2. The method of claim 1, wherein a width of the first metal line is larger than a width of the second metal line, and a height of the first metal line is larger than a height of the second metal line for less than about 0.4 um.

3. The method of claim 1, wherein the bottom portion of the first and second metal lines has a grain size smaller than the top portion of the first and second metal lines.

4. The method of claim 1, wherein the bottom portion of the first and second metal lines has a surface roughness larger than the top portion of the first and second metal lines.

5. The method of claim 1, wherein the bottom portion of the first and second metal lines has an impurity concentration larger than the top portion of the first and second metal lines.

6. The method of claim 1, wherein the first plating current is less than about 0.6 amps per square decimeter (ASD), and the second plating current is larger than about 0.6 ASD.

7. The method of claim 1, wherein a ratio of the second plating current and the first plating current ranges from about 2:1 to about 5:1.

8. The method of claim 1, wherein the semiconductor structure is immersed in a plating solution during the electroplating process, and the plating solution has a concentration of copper ions less than a concentration of sulfuric acid and a concentration of hydrochloric acid.

9. The method of claim 8, wherein a ratio of the concentration of copper ions and the concentration of sulfuric acid ranges from about 1:2 to about 1:4.

10. The method of claim 8, wherein a ratio of the concentration of copper ions and the concentration of hydrochloric acid ranges from about 1:2 to about 1:3.8.

11. An electroplating method, comprising:

immersing a semiconductor structure into a plating solution, wherein the plating solution includes copper ions, sulfuric acid, and hydrochloric acid, wherein the plating solution further includes an accelerator, a suppressor, and a leveler, and wherein a concentration of the leveler is less than the accelerator and the suppressor; and

performing an electrochemical reaction on the plating solution to form a redistribution layer on the semiconductor structure, wherein a height difference between metal lines of the redistribution layer is less than about 0.4 um.

12. The electroplating method of claim 11, wherein the performing of the electrochemical reaction includes applying a first plating current through the plating solution to form a lower portion of the metal lines, and applying a second plating current through the plating solution to form an upper portion of the metal lines, and wherein the second plating current is different from the first plating current.

13. The electroplating method of claim 12, wherein the second plating current is stronger than the first plating current.

14. The electroplating method of claim 12, wherein a grain size of the upper portion of the metal lines is larger than the lower portion of the metal lines.

15. The electroplating method of claim 12, wherein a ratio of a height of the lower portion of the metal lines and a height of the metal lines ranges from about 10% to about 20%.

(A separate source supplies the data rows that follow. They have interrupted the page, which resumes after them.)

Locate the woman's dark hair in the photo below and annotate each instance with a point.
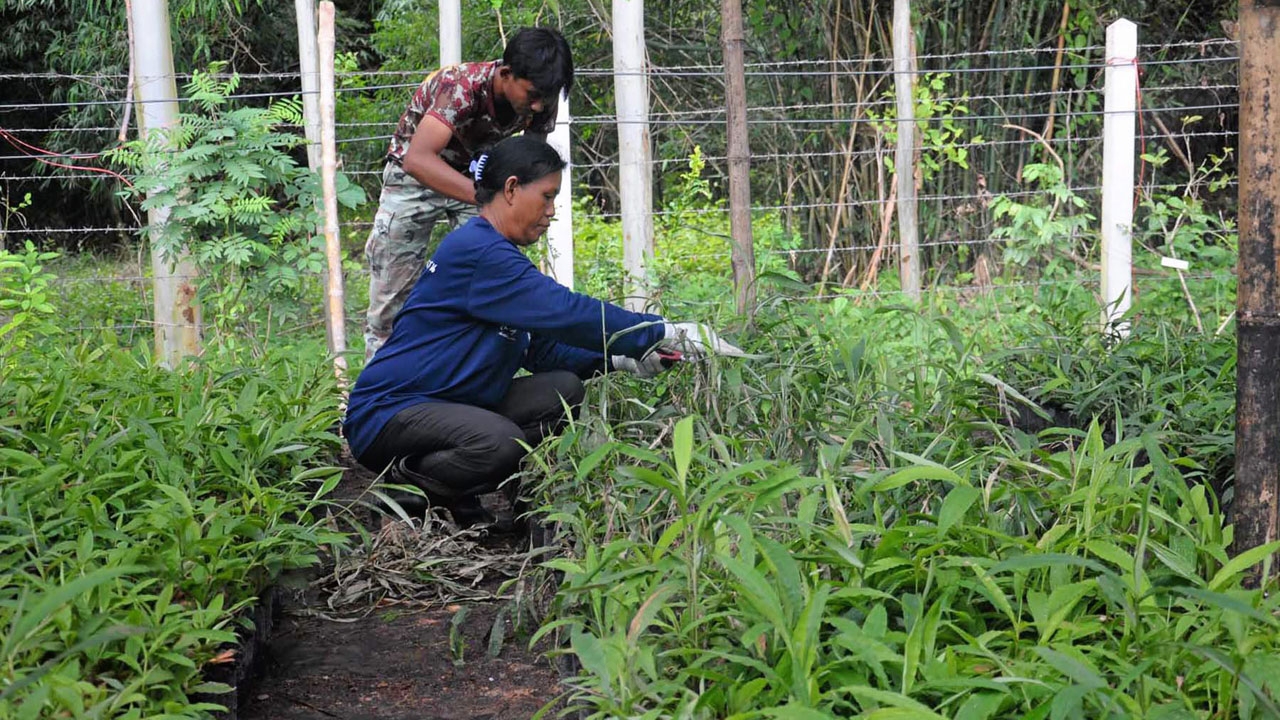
(524, 158)
(542, 57)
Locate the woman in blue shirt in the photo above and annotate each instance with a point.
(439, 404)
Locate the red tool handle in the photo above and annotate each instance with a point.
(670, 356)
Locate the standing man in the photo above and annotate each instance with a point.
(453, 114)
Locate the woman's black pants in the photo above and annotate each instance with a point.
(471, 450)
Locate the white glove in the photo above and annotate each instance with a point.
(648, 367)
(695, 340)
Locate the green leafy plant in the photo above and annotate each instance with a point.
(26, 311)
(897, 515)
(237, 200)
(1051, 219)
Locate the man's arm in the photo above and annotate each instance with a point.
(423, 162)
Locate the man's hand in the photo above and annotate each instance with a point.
(424, 164)
(648, 367)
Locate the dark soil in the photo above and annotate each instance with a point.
(396, 661)
(397, 666)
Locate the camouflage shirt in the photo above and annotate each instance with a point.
(461, 96)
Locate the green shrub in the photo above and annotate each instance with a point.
(141, 511)
(859, 525)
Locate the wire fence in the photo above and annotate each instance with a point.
(822, 182)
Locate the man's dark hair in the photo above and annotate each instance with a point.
(542, 57)
(524, 158)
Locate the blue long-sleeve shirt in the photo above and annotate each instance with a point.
(480, 311)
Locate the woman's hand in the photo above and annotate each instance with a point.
(695, 341)
(648, 367)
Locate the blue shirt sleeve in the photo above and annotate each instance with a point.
(545, 354)
(508, 290)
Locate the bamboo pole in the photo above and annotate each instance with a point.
(329, 183)
(1257, 326)
(904, 160)
(739, 158)
(177, 315)
(309, 68)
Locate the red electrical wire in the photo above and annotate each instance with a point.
(27, 149)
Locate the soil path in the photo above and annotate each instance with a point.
(396, 662)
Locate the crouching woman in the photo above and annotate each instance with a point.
(439, 406)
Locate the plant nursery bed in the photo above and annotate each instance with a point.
(394, 661)
(243, 664)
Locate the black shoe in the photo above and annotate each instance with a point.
(466, 510)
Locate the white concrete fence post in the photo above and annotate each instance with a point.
(451, 32)
(560, 246)
(1119, 142)
(635, 172)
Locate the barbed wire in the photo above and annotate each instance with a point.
(816, 62)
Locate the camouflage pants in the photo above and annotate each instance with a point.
(397, 246)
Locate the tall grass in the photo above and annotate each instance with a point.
(871, 524)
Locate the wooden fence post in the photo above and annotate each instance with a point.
(739, 158)
(1257, 308)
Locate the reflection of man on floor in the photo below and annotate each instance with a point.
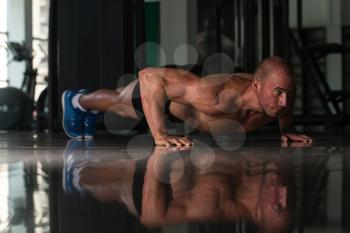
(209, 104)
(248, 187)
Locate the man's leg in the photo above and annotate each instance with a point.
(80, 108)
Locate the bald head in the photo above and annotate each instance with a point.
(273, 65)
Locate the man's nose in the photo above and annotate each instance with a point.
(283, 100)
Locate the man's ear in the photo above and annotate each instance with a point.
(257, 84)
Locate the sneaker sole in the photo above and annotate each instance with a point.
(63, 108)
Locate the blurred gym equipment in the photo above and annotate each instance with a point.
(17, 105)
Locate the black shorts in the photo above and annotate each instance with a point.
(137, 104)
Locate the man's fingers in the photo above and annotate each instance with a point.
(284, 138)
(307, 137)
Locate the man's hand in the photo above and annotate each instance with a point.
(169, 140)
(295, 137)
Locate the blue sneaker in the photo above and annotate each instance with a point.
(73, 118)
(89, 120)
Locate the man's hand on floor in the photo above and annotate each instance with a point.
(169, 140)
(295, 137)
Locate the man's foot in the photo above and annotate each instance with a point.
(89, 120)
(90, 125)
(73, 118)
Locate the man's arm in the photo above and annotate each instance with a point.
(157, 85)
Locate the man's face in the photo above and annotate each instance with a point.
(275, 93)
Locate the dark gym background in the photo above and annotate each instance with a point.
(92, 44)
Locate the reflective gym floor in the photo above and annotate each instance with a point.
(49, 183)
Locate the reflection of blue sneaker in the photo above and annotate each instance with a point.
(73, 118)
(73, 161)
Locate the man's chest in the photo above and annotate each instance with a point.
(231, 122)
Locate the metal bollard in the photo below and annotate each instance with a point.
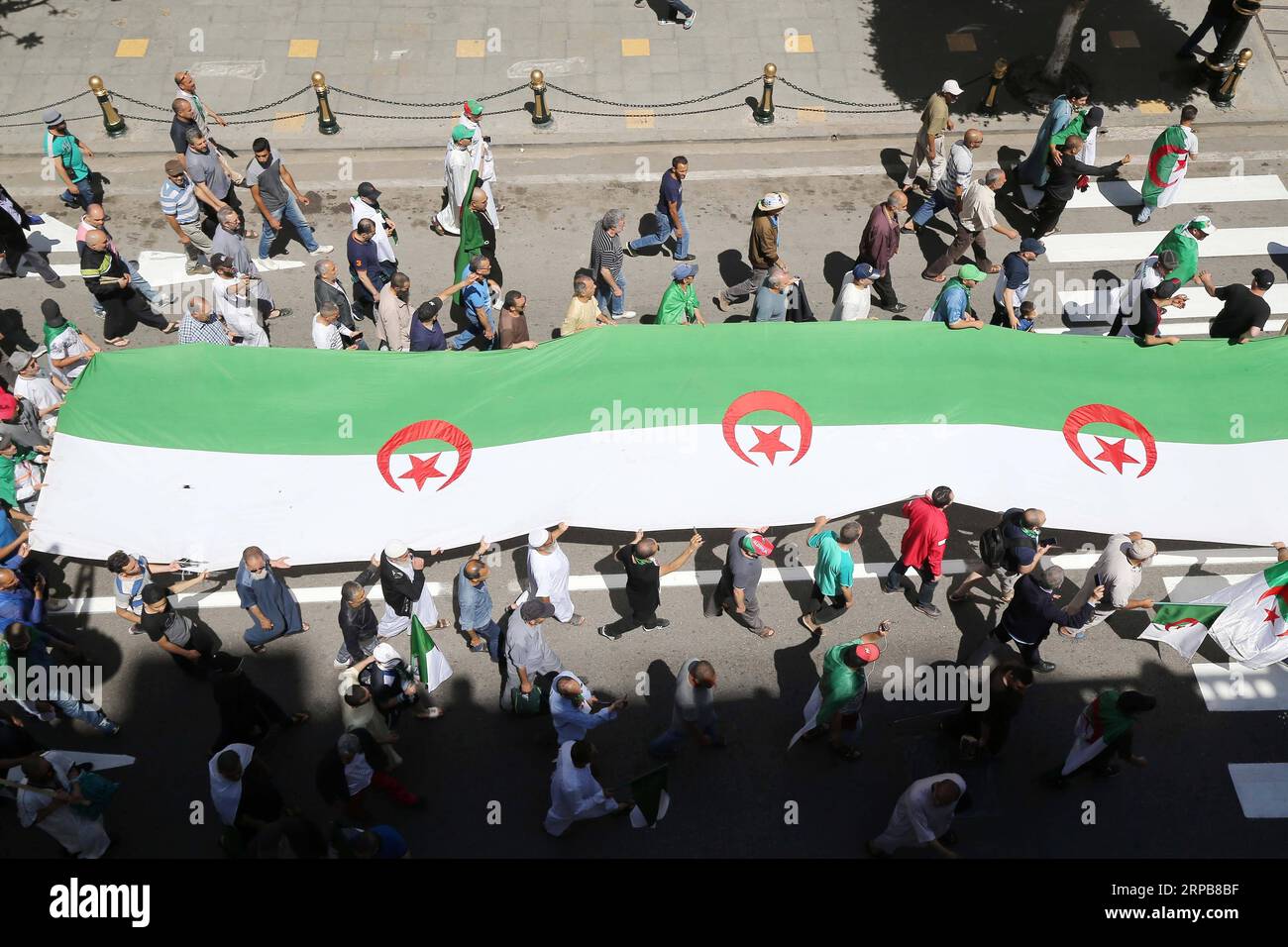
(988, 105)
(764, 114)
(1223, 90)
(540, 112)
(112, 120)
(327, 124)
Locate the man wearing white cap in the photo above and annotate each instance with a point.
(1120, 570)
(549, 571)
(1184, 241)
(761, 250)
(402, 582)
(930, 138)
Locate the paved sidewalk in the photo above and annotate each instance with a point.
(872, 52)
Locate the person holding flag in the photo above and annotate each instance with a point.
(840, 690)
(1168, 161)
(1184, 241)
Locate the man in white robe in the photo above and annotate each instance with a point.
(548, 573)
(575, 792)
(481, 150)
(922, 815)
(456, 174)
(50, 805)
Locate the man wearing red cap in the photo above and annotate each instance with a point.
(922, 547)
(735, 592)
(840, 690)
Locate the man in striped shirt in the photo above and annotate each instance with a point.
(180, 210)
(605, 263)
(202, 325)
(952, 185)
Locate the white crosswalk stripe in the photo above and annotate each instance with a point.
(1136, 245)
(1126, 193)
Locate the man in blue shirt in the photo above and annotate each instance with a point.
(952, 304)
(476, 603)
(669, 214)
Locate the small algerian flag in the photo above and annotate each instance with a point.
(426, 657)
(1247, 620)
(1184, 626)
(651, 797)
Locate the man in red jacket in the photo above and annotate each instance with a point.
(922, 547)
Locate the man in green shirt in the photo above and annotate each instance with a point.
(679, 305)
(833, 574)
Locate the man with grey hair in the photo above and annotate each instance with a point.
(771, 303)
(200, 324)
(583, 309)
(393, 315)
(1117, 575)
(605, 263)
(1034, 608)
(978, 215)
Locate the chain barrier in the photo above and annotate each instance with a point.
(425, 105)
(655, 105)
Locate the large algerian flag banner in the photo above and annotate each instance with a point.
(711, 425)
(1168, 159)
(426, 659)
(1247, 620)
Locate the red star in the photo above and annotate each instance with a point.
(1115, 453)
(769, 442)
(421, 470)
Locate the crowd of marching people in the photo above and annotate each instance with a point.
(365, 302)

16. The electroplating method of claim 11, wherein the concentration of the leveler is less than each of the accelerator and the suppressor for about 30% to about 50%.

17. The electroplating method of claim 11, wherein the metal lines of the redistribution layer include a first metal line and a second metal line that is narrower than the first metal line, and a height of the first metal line is larger than the second metal line for less than about 0.3 um.

18. A redistribution structure, comprising:

a first dielectric layer over a substrate;

a first via through the first dielectric layer;

a metal line over the first via and in physical contact with the first via;

a second dielectric layer over the metal line; and

a second via through the second dielectric layer and in physical contact with the metal line,

wherein the first via and a bottom portion of the metal line include a conductive material of a first grain size, and a top portion of the metal line and the second via include the conductive material of a second grain size that is different from the first grain size.

19. The redistribution structure of claim 18, wherein the second grain size is larger than the first grain size.

20. The redistribution structure of claim 18, wherein the conductive material is copper.